Here are my 3 entries in the AGA 2007 Aquascaping Contest.  

The judges comments were all worthwhile and I look forward to implementing what I've learnt for next year's contest.

I certainly did not regret entering, that's for sure. 

Who else entered from UKAPS?  Just zig and Tom?

More next year, I hope...

http://showcase.aquatic-gardeners.org/2 ... ol=0&id=22

http://showcase.aquatic-gardeners.org/2 ... ol=1&id=95

http://showcase.aquatic-gardeners.org/2 ... l=1&id=104


----------



## ceg4048 (11 Nov 2007)

Wow George those are spectacular. I love the "Mother Microsorium"! The photography is first rate as well.

I guess Mr. Gomez didn't like the crinum being on the left side but I wonder if it would do any good moved to the rear right corner to address Mr. Tootell's comment.

Cheers,


----------



## Graeme Edwards (11 Nov 2007)

Yeah saw them yesterday. Well done.

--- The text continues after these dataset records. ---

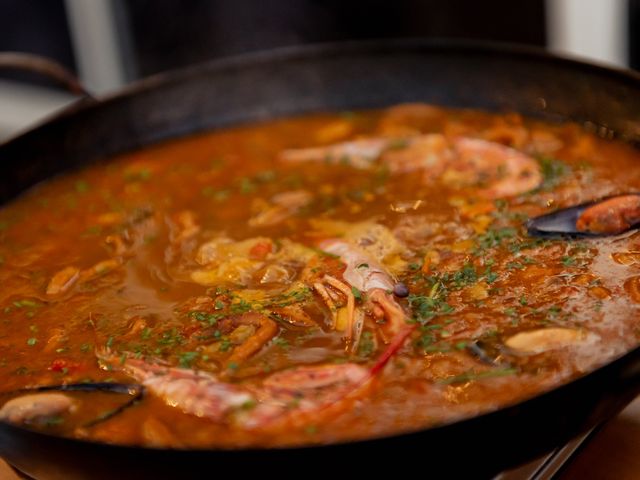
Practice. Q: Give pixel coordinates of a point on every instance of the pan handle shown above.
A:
(36, 64)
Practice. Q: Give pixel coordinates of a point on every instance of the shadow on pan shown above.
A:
(326, 78)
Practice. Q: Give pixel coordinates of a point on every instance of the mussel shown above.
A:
(29, 404)
(607, 216)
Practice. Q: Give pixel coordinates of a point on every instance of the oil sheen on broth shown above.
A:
(314, 279)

The judges remarks were a little on the blunt side, but constructive i guess.
No entry from me this year.Next year for sure.
Just think George, Amano him self will be casting a critical eye over your designs, how cool is that?"!!!!!!


----------



## Arana (11 Nov 2007)

I'd be happy with any of those!  8) you should be proud george...nice work


----------



## Lozbug (11 Nov 2007)

just beautiful. i'd be proud if i ever have one close. very nice work


----------



## George Farmer (12 Nov 2007)

Thanks everyone.

Hopefully I'll have another two or three entries next year.


----------